I have no idea how to get my sister the help she needs. Not that she’d ever accept it from me.
Posted by harlan on 09 Jun 2008 | Tagged as: talking to the void
Things are going well for me. I no longer feel crippled by solitude. It seems like only a few months ago when I wasn’t able to talk to strangers — or to friends for that matter, especially because I had no friends.
When I did happen to say something, I went over the conversation in my mind for hours or days afterwards. That was torture in some cases, especially when I had lashed out.
The more people you talk to, the less significant each encounter becomes.
I’m not saying things are going perfectly. There was the restaurant encounter. By the way, I have to confess that I wasn’t really kicked out of the restaurant. I liked the idea of being kicked out of the restaurant for getting angry, but I only made a couple of snide remarks to the hostess, who didn’t understand me anyway. And then I threw down my paper napkin and stormed out. Oh, and I waited a long time for Richard and his stiff manservant. That much was true.

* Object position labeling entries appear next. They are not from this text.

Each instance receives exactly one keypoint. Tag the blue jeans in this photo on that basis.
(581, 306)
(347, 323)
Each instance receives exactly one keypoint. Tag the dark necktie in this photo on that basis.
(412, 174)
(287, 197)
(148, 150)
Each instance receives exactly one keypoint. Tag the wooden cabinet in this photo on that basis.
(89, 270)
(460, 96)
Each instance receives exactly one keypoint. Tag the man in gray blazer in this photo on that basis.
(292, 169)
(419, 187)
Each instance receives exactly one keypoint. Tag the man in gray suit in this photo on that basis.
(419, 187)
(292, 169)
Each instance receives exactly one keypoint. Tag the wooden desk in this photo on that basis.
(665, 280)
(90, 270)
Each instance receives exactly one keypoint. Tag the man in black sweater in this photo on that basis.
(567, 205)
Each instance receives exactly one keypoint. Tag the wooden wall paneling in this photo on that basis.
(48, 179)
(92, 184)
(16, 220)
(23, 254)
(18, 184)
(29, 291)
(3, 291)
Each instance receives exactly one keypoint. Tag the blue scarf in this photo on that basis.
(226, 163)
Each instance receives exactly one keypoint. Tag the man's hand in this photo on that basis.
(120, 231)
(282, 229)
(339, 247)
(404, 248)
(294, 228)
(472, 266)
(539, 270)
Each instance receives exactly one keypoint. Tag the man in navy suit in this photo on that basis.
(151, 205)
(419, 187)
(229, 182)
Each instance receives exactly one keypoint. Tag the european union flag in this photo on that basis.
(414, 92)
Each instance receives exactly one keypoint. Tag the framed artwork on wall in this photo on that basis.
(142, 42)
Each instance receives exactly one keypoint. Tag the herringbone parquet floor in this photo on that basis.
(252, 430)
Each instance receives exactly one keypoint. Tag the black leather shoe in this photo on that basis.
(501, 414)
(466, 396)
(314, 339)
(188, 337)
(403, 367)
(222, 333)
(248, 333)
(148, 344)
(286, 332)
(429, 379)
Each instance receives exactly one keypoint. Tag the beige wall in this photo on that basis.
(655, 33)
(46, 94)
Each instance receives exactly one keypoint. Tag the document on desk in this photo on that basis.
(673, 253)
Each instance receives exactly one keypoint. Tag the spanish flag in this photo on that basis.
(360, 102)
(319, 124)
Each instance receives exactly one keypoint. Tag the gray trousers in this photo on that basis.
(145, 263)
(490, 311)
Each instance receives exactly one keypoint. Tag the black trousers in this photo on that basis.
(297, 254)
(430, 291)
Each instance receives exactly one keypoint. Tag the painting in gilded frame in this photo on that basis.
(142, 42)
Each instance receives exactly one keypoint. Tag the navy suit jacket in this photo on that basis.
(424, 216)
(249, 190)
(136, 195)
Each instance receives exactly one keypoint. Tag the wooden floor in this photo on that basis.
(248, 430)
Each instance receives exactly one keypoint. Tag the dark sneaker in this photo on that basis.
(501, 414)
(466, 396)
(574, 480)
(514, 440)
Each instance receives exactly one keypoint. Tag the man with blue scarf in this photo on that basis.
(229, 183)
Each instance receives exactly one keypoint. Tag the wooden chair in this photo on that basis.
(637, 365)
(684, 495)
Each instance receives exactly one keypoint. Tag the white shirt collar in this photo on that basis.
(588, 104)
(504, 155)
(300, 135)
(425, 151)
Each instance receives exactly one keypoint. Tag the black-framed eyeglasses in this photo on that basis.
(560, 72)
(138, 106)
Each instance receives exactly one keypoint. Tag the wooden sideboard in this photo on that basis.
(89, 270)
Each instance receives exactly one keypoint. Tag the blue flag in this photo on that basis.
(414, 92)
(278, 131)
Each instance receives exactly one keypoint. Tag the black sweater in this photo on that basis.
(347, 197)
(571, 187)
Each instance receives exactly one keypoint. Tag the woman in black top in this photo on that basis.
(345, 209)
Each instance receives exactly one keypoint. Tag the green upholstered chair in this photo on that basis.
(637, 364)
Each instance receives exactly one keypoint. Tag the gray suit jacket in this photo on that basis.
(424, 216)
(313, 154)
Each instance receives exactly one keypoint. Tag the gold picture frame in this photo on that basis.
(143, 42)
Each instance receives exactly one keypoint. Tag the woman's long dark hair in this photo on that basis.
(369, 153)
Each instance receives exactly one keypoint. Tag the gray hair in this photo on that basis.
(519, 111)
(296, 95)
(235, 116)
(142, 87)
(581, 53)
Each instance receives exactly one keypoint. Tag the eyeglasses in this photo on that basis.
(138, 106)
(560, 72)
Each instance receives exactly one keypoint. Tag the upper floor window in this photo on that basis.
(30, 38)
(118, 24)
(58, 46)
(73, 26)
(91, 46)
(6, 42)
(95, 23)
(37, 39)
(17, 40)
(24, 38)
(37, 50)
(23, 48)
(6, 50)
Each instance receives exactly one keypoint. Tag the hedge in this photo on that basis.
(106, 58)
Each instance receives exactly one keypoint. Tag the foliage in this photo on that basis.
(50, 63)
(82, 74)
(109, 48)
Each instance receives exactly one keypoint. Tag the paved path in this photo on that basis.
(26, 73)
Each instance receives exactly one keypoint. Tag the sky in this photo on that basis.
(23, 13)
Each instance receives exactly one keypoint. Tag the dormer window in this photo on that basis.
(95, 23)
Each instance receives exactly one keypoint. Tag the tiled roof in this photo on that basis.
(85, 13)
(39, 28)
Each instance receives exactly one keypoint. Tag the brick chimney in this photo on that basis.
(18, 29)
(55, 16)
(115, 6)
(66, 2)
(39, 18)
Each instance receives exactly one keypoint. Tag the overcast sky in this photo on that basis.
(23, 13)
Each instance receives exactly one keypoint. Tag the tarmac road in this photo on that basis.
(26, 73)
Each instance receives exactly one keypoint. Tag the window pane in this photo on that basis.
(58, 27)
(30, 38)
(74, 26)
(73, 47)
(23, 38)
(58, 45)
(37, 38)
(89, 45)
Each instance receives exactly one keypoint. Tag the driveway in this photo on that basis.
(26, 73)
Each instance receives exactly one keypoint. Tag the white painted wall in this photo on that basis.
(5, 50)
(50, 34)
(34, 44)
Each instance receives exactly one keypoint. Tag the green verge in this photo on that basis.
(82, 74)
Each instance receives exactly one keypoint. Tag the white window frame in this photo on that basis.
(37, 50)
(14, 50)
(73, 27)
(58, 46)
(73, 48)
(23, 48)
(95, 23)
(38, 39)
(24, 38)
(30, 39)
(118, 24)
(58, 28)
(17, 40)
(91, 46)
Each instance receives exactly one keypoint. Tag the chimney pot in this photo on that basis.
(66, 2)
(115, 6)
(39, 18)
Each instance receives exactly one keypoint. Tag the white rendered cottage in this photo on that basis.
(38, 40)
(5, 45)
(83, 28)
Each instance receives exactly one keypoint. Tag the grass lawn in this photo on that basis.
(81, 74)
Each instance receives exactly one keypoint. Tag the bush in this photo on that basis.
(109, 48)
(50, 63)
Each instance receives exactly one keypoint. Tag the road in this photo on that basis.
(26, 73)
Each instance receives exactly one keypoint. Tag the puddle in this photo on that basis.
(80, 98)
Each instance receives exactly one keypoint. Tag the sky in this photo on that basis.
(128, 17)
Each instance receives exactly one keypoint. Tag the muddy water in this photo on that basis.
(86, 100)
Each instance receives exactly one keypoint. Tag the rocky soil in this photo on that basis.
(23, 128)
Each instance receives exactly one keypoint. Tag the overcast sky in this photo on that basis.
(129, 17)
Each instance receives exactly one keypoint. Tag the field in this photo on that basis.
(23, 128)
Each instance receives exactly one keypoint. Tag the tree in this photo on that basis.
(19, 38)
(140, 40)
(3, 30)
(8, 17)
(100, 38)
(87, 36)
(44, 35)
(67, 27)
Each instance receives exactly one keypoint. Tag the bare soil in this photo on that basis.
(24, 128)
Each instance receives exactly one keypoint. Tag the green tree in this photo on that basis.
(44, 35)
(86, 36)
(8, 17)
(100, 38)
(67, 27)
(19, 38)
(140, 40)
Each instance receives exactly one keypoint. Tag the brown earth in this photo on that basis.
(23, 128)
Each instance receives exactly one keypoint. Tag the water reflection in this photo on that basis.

And then there was the encounter at the ATM. An older woman decided to take care of all her banking at the ATM. She was signing checks and filling out various deposit forms while a line formed behind her. I decided that instead of either being silent or blowing up, I would be politely assertive. Like a normal person.
“Excuse me, lady. Would you mind stepping aside and letting us go through while you apply for a mortgage elsewhere?”
“Lady? Did you just call me lady? Thank for you taking away my sexuality.”
I honestly have no idea what she meant by that. So I clammed up.
Of course, the fact that I’m writing about an encounter at the ATM instead of what happened at my sister’s last weekend probably tells you something about how well that trip went.